Солнце уже садилось. В домах зажглись огни. Над побережьем веял свежий ветер. Кроме плеска волн, не было слышно ни одного звука.
Но вдруг в эту идиллическую мелодию вплелась зудящая механическая нота. За поселком, в той стороне, где проходила дорога, ехал автомобиль. Глумов остановился, прислушался и решительно повернул назад. Сюда не часто приезжали машины, особенно по вечерам. Сейчас следовало быть очень внимательным.
Глумов вернулся в поселок как раз вовремя – темный силуэт автомобиля с включенными фарами четко вырисовывался на повороте дороги, в двух шагах от мрачного обезлюдевшего дома Панкрата.

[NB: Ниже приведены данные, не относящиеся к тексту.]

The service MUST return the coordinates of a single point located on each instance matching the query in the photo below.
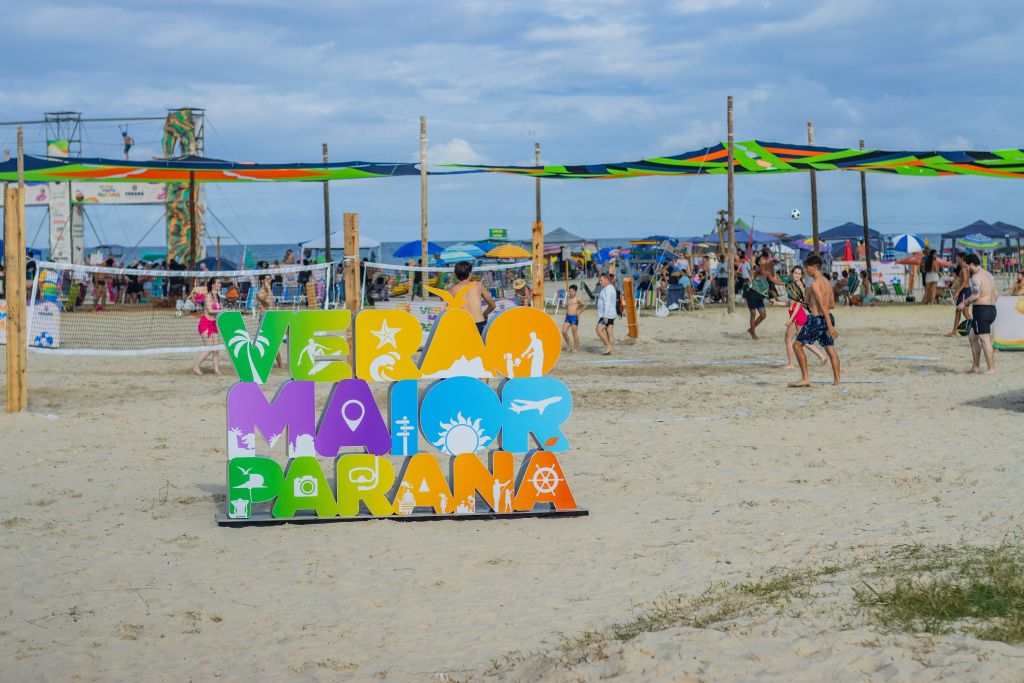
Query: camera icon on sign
(306, 486)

Мотор работал. Видимо, человек, сидевший в машине, раздумывал, стоит ли тратить время на то, чтобы заглядывать в спящий дом. Раздумывал он недолго. Мотор снова заурчал, и машина поехала дальше. Примерно у пятого дома она остановилась, и из нее вышел человек. Он неторопливо осмотрелся и поднялся на крыльцо. Через некоторое время ему открыли дверь и впустили в дом. Стало тихо.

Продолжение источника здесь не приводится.